Attorneys representing Moore and Russell are not yet listed in online court records for this case. Emails seeking comment were sent to attorneys representing the men in separate ongoing cases in Baltimore County.

Bates said that members of the gang were compensated for committing acts of violence to further the organization’s mission and eliminate threats from rival groups.

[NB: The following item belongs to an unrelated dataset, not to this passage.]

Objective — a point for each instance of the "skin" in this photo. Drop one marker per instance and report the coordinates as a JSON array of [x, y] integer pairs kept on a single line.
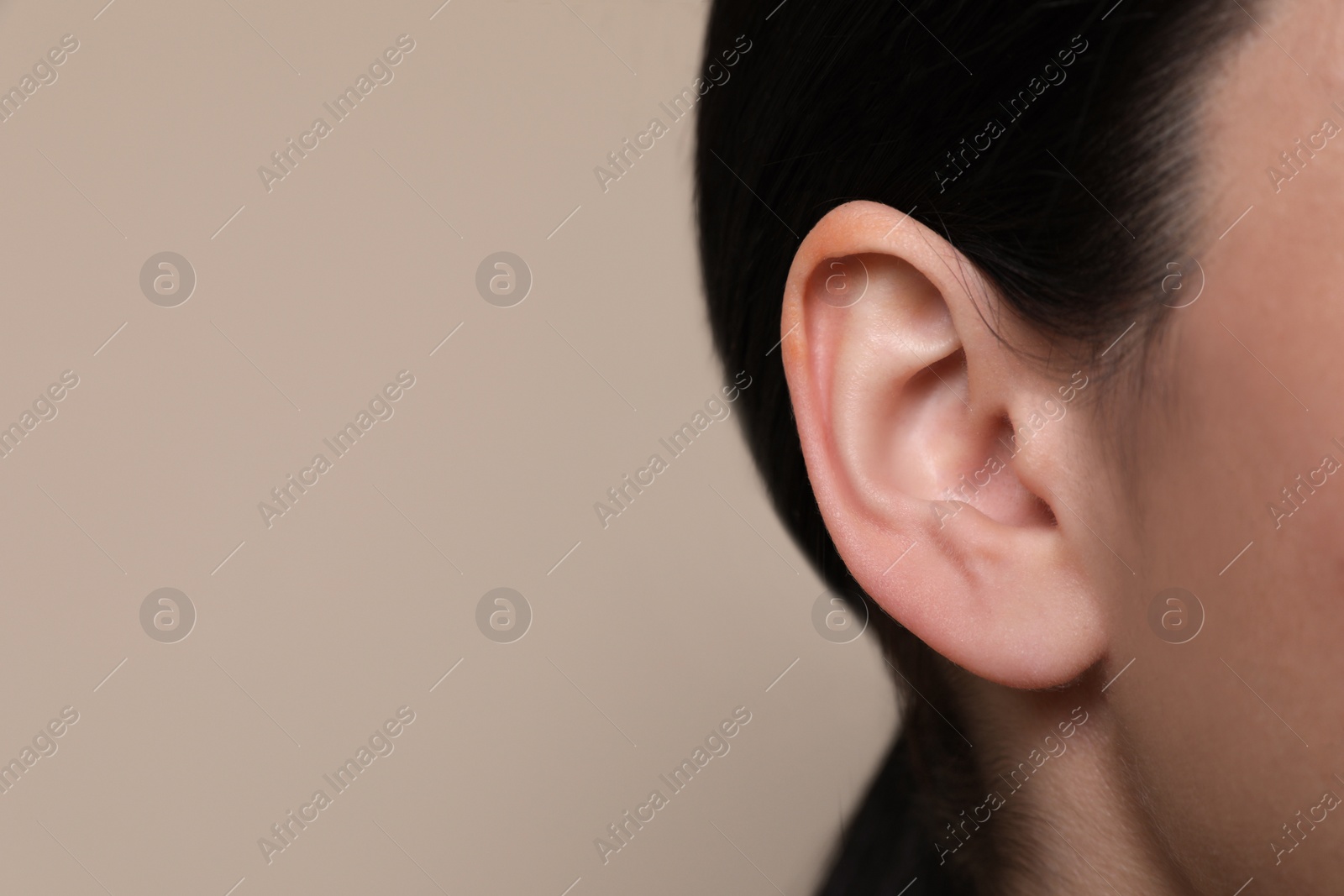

He said one of the seven homicides took place in Baltimore County.

“The cold and calculated nature of the alleged acts and these indictments must be met with swift and serious consequences,” he said. “These indictments are the first steps to achieving that.”


New Jersey
Ex-husband of ‘Real Housewives’ star gets 7 years for hiring mobster to assault her boyfriend

NEWARK, N.J. (AP) — The ex-husband of “Real Housewives of New Jersey” cast member Dina Manzo was sentenced Tuesday to seven years in prison for hiring a reputed mobster to assault her boy­friend in exchange for the defendant hosting a lavish wedding reception for the attacker.

Thomas Manzo, 59, of Franklin Lakes, will also have to serve three years of supervised release once he’s freed under the sentence imposed by U.S. District Judge Susan Wigenton. A federal jury in June convicted him of conspiracy, falsifying and concealing documents, and committing a violent crime in aid of racketeering activity.

According to federal prosecutors, Manzo hired John Perna, whom they described as a soldier in the Lucchese crime family, to commit the July 2015 attack in which the boyfriend was beaten with a weapon. Perna’s wedding reception was held the following month at a restaurant in Paterson that Thomas Manzo partly owned, prosecutors said.

Perna pleaded guilty in December 2020 to committing a violent crime in aid of racketeering activity and received a 2-1/2-year sentence. He was freed in August 2023. Dina Manzo’s boyfriend is now her husband.